Removal of Ocular Artifacts in EEG Using Deep Learning

Abstract

EEG signals are complex and low-frequency signals. Therefore, they are easily influenced by external factors. EEG artifact removal is crucial in neuroscience because artifacts have a significant impact on the results of EEG analysis. The removal of ocular artifacts is the most challenging among these artifacts. In this study, a novel ocular artifact removal method is presented by developing bidirectional long-short term memory (BiLSTM)-based deep learning (DL) models. We created a benchmarking dataset to train and test proposed DL models by combining the EEGdenoiseNet and DEAP datasets. We also augmented the data by contaminating ground-truth clean EEG signals with EOG at various SNR levels.
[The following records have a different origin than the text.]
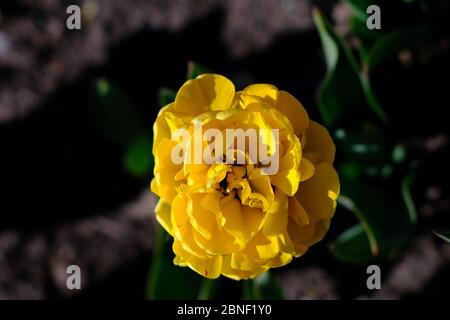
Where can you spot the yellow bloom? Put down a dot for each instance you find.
(230, 218)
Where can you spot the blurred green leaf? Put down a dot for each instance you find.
(352, 246)
(138, 158)
(115, 116)
(365, 225)
(208, 289)
(341, 96)
(166, 96)
(443, 234)
(167, 281)
(194, 70)
(265, 286)
(391, 44)
(407, 197)
(382, 212)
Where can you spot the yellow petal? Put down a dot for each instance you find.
(163, 216)
(306, 169)
(205, 93)
(267, 92)
(275, 222)
(319, 193)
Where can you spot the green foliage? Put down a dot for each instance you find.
(265, 286)
(344, 93)
(443, 234)
(166, 96)
(194, 70)
(375, 172)
(167, 281)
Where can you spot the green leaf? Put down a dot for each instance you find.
(115, 116)
(208, 289)
(341, 96)
(165, 96)
(263, 287)
(391, 44)
(443, 234)
(382, 213)
(167, 281)
(407, 197)
(194, 70)
(138, 158)
(352, 246)
(364, 225)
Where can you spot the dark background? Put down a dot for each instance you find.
(65, 194)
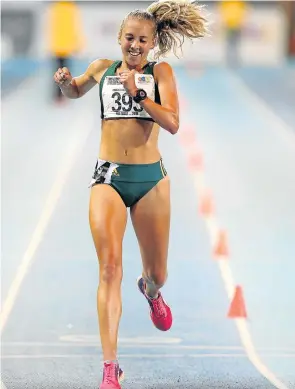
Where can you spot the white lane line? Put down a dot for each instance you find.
(142, 345)
(84, 125)
(149, 356)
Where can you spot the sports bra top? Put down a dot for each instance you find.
(115, 101)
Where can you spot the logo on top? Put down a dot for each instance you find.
(145, 78)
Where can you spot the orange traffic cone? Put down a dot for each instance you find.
(221, 247)
(206, 204)
(237, 307)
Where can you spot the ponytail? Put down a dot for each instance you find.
(174, 21)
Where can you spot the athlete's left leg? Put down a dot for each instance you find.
(151, 220)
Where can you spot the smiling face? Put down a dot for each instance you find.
(137, 39)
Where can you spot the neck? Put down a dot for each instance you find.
(137, 67)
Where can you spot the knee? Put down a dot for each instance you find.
(157, 278)
(110, 272)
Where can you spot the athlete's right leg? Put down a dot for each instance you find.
(108, 218)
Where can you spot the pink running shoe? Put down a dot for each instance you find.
(160, 312)
(112, 375)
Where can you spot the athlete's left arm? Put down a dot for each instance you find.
(166, 114)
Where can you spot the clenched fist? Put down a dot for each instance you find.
(63, 77)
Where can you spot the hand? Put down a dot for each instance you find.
(63, 77)
(128, 80)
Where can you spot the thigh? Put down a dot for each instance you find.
(107, 218)
(151, 220)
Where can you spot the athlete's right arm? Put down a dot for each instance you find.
(75, 87)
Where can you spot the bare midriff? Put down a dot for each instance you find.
(130, 141)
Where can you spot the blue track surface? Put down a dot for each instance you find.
(51, 337)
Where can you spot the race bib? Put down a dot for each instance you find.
(118, 104)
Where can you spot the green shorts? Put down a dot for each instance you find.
(132, 182)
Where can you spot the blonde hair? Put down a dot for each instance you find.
(174, 20)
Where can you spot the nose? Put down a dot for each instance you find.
(135, 45)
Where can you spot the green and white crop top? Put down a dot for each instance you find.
(115, 101)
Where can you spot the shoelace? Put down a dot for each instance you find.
(110, 372)
(159, 307)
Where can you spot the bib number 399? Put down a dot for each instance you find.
(124, 102)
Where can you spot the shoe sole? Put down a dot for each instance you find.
(159, 329)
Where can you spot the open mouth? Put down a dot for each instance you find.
(134, 54)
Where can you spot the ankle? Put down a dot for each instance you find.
(114, 361)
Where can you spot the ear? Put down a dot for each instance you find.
(154, 44)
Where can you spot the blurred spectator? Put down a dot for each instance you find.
(65, 36)
(233, 14)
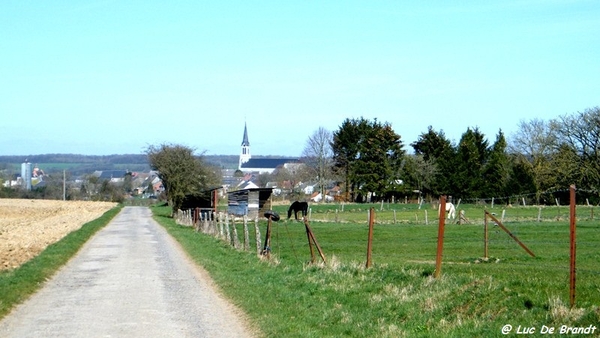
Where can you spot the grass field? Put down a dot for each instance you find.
(398, 295)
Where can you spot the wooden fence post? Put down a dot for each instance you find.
(246, 235)
(257, 234)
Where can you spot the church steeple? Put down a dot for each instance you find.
(245, 153)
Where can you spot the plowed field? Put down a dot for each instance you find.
(27, 227)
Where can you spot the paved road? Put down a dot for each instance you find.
(130, 280)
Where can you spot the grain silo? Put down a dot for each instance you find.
(26, 174)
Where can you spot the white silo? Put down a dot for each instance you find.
(26, 173)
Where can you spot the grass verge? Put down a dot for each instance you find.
(286, 297)
(18, 284)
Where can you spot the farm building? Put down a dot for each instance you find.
(206, 200)
(249, 202)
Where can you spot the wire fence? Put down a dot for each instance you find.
(408, 235)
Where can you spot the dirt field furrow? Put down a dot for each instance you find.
(28, 226)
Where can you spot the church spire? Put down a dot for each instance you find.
(245, 153)
(245, 142)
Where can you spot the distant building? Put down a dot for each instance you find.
(260, 165)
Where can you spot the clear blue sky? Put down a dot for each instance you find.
(112, 77)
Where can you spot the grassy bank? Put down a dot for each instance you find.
(286, 297)
(18, 284)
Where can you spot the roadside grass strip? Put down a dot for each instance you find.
(18, 284)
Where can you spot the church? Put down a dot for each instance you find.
(267, 165)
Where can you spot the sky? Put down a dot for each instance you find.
(114, 77)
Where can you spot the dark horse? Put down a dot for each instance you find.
(298, 206)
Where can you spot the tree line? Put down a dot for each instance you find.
(539, 162)
(369, 161)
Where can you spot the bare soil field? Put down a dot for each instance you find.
(27, 227)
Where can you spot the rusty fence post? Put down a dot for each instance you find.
(573, 226)
(485, 236)
(370, 238)
(441, 224)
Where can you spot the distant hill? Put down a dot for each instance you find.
(77, 164)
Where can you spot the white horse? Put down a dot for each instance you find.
(450, 210)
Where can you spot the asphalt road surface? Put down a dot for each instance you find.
(130, 280)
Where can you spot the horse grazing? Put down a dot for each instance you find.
(298, 206)
(450, 210)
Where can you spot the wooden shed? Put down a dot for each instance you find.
(249, 202)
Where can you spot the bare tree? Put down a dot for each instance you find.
(317, 156)
(181, 171)
(535, 142)
(581, 132)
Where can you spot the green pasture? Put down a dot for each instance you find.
(398, 296)
(427, 214)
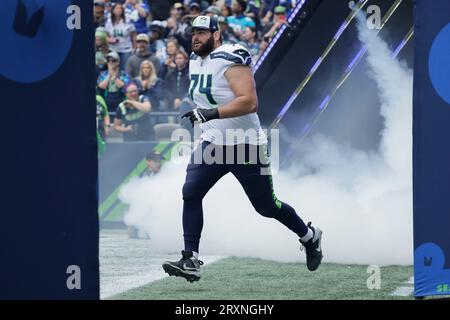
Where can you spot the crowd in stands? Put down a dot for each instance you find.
(143, 48)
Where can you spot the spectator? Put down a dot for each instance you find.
(111, 82)
(226, 11)
(132, 116)
(142, 53)
(250, 41)
(177, 81)
(212, 11)
(172, 47)
(99, 14)
(101, 51)
(103, 120)
(227, 34)
(157, 44)
(122, 34)
(174, 21)
(194, 8)
(137, 13)
(161, 8)
(181, 31)
(150, 85)
(238, 21)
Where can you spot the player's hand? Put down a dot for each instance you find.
(201, 115)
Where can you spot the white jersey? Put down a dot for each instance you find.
(210, 89)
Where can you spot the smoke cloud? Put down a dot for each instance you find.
(361, 200)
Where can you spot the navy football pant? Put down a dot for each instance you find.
(202, 176)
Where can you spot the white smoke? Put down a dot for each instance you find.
(362, 201)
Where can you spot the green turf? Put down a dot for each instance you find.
(244, 278)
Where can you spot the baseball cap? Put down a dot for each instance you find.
(194, 4)
(113, 55)
(243, 4)
(99, 3)
(142, 37)
(213, 10)
(280, 9)
(222, 19)
(157, 24)
(206, 23)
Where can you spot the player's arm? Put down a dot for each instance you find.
(241, 82)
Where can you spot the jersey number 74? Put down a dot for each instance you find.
(203, 88)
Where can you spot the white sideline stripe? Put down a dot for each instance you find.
(405, 291)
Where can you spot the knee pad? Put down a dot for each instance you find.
(266, 207)
(192, 192)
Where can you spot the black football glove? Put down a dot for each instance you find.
(201, 115)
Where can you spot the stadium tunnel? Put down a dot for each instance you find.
(296, 54)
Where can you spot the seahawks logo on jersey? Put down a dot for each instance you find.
(245, 55)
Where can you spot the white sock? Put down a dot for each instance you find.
(307, 236)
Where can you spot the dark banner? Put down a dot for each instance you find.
(49, 236)
(432, 148)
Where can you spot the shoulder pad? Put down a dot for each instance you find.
(233, 53)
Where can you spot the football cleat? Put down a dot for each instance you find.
(187, 267)
(313, 249)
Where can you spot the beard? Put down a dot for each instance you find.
(205, 48)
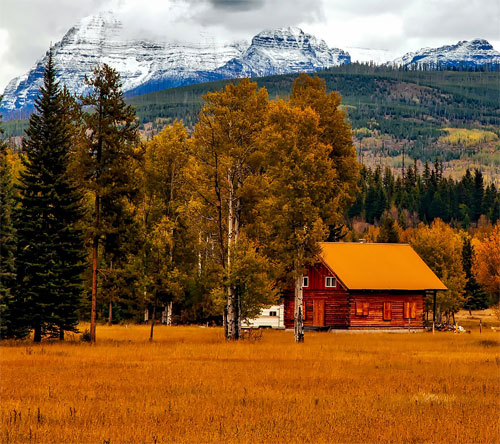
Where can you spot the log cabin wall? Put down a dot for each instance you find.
(386, 310)
(323, 306)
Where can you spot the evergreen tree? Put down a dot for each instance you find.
(50, 246)
(476, 297)
(9, 327)
(110, 135)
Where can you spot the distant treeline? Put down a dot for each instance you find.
(425, 196)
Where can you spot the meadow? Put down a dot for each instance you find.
(191, 386)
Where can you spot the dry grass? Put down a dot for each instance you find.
(190, 386)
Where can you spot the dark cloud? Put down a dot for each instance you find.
(237, 5)
(251, 16)
(28, 26)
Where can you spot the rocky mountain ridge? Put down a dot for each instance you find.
(147, 65)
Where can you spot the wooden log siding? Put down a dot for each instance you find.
(378, 313)
(339, 308)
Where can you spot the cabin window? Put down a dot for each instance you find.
(330, 282)
(387, 311)
(362, 308)
(410, 310)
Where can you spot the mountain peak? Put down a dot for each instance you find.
(464, 53)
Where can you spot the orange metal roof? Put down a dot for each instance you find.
(363, 266)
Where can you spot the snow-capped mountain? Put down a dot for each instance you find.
(281, 51)
(465, 53)
(146, 65)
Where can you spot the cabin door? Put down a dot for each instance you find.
(318, 313)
The BiLSTM network is then fed to features extracted from augmented signals using highly-localized time-frequency (TF) coefficients obtained by wavelet synchrosqueezed transform (WSST). We also compare the WSST-based DL model results with traditional TF analysis (TFA) methods namely short-time Fourier transformation (STFT) and continuous wavelet transform (CWT) as well as augmented raw signals. The best average MSE value of 0.3066 was obtained by the first time-proposed BiLSTM-based WSST-Net model. Our results demonstrated the WSST-Net model significantly improves artifact removal performance compared to traditional TF and raw signal methods. Also, the proposed EOG removal approach reveals that it outperforms many conventional and DL-based ocular artifact removal methods in the literature.